Note: this is my second attempt to send this. I added an addendum which has
already arrived so I am trying again with my first message. I appologize if
you get a repeat.:
I've not seen Kumihemo before. However, looking at the results of the
Kumihemo process shown in the powerpoint presentation reminded me of some
braiding my own children did for awhile, without a loom. It was done with
lengths of embroidery thread tied so each pair ended in a loop. The loops
are held in both hands and switched back and forth to create a braid. It is
very easy and fast to do, requires no equipment except some sort of anchor
(like a safety pin), and can be learned by younger children.

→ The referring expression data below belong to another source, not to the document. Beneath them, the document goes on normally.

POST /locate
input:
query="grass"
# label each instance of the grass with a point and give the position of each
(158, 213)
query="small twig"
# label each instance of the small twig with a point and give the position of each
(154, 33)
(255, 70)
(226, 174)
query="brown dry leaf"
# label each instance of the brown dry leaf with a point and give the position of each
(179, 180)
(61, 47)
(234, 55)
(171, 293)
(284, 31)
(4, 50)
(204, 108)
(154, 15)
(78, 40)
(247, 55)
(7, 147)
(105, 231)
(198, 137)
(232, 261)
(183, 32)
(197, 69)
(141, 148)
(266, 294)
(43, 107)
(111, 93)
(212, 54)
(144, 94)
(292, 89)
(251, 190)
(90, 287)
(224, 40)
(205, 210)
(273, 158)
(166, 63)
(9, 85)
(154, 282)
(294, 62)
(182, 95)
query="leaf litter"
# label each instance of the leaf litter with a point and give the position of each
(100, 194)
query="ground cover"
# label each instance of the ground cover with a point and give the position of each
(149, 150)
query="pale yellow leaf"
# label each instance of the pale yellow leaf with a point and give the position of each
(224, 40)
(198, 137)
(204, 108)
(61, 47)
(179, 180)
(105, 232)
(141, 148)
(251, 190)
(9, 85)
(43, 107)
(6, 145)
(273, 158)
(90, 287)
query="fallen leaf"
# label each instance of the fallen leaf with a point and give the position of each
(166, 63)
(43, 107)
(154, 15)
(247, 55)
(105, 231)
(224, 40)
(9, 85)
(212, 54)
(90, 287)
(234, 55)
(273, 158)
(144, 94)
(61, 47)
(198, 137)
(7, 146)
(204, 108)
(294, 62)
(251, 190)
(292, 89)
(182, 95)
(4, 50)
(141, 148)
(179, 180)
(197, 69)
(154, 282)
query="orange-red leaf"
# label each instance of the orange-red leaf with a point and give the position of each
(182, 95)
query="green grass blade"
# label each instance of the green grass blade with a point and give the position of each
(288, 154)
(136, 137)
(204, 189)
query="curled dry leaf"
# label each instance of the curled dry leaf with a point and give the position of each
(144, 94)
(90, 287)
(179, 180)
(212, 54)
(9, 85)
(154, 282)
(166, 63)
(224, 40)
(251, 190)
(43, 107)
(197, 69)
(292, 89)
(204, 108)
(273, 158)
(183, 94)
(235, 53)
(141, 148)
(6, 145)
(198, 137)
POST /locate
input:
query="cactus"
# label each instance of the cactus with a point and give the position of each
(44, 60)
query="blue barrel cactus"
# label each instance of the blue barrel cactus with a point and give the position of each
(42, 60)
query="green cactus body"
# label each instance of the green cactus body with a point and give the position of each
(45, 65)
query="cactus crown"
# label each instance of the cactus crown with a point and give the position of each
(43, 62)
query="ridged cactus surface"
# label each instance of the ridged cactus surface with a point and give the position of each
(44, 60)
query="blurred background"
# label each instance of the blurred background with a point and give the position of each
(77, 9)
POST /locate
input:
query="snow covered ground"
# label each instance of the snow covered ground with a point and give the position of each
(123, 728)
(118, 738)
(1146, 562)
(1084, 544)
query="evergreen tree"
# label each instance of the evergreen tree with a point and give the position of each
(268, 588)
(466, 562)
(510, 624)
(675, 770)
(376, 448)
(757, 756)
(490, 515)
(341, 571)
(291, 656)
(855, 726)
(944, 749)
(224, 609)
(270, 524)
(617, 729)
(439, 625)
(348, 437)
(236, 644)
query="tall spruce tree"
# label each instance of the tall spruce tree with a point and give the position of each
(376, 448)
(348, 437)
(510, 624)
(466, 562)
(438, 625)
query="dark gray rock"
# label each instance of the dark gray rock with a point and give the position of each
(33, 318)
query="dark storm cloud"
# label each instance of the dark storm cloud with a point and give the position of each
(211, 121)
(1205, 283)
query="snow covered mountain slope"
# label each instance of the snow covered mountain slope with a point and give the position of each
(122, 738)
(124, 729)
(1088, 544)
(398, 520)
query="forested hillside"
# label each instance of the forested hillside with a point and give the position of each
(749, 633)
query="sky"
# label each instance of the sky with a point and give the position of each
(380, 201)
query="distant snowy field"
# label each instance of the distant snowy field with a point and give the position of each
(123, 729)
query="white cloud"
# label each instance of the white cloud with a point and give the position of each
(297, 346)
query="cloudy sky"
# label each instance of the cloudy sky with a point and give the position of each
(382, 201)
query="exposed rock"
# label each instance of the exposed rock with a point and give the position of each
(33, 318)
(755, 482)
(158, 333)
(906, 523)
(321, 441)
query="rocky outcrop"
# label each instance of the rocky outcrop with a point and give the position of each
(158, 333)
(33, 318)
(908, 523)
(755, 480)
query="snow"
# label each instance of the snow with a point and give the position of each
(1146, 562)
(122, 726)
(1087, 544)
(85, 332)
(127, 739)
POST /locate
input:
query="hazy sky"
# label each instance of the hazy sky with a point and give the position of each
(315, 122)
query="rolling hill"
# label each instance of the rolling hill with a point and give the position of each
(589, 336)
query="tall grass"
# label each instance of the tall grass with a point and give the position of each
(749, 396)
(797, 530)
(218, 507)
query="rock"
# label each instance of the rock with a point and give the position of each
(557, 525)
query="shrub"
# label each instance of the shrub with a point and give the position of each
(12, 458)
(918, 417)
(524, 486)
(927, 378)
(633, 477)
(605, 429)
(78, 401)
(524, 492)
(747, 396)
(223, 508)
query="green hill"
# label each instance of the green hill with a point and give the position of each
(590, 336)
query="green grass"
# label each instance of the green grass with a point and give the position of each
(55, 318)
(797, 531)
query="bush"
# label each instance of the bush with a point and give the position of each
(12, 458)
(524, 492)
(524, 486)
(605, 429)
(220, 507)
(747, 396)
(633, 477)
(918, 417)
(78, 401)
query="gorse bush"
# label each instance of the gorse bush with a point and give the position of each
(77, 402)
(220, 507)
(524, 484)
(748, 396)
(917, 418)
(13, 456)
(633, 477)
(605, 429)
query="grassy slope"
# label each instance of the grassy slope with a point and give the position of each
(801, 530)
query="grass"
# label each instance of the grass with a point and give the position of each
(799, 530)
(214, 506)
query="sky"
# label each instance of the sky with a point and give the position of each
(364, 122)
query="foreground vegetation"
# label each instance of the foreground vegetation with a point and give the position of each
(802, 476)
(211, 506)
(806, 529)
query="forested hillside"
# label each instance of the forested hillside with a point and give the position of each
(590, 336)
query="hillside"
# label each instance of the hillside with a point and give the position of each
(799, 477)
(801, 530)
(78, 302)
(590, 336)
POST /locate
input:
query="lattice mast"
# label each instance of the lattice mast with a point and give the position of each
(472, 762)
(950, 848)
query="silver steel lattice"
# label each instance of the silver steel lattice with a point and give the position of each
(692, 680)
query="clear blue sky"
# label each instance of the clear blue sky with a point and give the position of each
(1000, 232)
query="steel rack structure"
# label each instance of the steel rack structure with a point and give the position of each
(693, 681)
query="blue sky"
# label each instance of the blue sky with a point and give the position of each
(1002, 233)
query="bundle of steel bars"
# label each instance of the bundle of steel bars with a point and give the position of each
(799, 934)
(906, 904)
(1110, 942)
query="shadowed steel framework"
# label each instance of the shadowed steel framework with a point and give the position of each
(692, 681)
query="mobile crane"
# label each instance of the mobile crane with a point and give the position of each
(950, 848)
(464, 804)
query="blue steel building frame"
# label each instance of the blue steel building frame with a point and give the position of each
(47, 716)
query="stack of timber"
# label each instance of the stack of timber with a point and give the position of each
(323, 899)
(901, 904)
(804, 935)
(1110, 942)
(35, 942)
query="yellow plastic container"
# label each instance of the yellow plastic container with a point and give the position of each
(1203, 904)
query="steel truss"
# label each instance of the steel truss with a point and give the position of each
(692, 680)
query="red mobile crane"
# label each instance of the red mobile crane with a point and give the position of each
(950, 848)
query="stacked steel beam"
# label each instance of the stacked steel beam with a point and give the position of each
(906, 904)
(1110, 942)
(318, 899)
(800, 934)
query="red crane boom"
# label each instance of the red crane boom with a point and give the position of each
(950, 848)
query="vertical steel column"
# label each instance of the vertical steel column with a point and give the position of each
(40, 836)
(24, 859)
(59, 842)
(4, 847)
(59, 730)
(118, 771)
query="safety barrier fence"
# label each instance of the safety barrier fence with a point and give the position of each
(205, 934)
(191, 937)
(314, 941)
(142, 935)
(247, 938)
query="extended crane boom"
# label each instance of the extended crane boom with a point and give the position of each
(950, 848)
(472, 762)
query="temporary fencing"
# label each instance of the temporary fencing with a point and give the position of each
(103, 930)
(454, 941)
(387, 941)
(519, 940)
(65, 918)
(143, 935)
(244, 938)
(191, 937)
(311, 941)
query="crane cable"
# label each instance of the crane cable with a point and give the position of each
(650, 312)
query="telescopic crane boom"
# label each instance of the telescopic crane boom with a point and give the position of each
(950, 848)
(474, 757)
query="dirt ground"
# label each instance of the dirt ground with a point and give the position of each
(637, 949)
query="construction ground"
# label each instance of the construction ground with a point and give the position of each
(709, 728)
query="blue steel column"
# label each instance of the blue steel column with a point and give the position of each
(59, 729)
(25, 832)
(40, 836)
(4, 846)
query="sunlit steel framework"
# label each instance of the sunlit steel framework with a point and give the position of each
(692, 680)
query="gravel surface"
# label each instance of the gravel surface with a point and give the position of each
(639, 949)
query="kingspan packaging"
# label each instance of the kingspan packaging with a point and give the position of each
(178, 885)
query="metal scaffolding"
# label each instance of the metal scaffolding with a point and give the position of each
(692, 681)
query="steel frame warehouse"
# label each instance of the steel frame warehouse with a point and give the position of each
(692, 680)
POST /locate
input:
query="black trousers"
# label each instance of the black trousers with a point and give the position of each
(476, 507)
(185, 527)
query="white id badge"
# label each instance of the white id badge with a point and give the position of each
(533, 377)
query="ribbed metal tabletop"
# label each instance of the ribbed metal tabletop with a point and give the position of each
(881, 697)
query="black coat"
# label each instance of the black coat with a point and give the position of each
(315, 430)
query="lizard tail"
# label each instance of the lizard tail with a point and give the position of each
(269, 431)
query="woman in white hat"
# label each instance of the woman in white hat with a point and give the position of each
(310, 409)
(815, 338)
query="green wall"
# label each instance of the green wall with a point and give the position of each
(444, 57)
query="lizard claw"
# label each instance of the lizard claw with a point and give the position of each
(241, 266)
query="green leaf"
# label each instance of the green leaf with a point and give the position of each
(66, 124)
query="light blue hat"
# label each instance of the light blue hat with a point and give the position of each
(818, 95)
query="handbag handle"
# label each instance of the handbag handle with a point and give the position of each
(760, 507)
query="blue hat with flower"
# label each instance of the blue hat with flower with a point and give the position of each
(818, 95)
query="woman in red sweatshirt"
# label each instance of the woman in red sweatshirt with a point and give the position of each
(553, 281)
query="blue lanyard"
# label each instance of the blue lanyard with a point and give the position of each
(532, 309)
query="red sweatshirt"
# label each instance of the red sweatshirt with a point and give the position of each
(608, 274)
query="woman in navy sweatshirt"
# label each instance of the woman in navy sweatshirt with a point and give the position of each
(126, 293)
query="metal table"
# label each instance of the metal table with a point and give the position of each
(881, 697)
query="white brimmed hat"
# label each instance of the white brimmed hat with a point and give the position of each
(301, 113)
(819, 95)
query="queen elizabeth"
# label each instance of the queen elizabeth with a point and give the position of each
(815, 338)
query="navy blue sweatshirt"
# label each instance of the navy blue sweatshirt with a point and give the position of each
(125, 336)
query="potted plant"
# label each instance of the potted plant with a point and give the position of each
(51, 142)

I looked up fingerbraiding and found a photographic demonstration of the
process at http://artroomk-6.tripod.com/spinning/spinactivity.htm (I could
find no attribution for this, it appears to be put up by a classroom
teacher). I found a history of this technique at
http://www.bumply.com/Medieval/finger.htm Copyright Andy Goddard 1997 as a
technique used in Medieval England. Some demonstrations of variations and a
short bibliography: http://www.stringpage.com/braid/fl/fingerloop.html . At
the time, the people who taught us told us that this had been used by
sailors also to make rope, but I don't know if this is accurate since I've
never investigated the background. There are many more links by searching
for finger braiding and fingerloop braiding.
A comment about the appeal to children: My children were participating in a
local theater production that used many children and ran for about 6 weeks.
The children spent a lot of time waiting in the green room between their
scenes. One girl started doing this braid to pass the time and soon almost
all of the children in the show (ranging in age from 8 to 14) and many of
the parents supervising them learned the technique. They created hundreds of
braids which they started selling in the lobby of the theater as a
fundraiser, and then donated the proceeds to the Playhouse.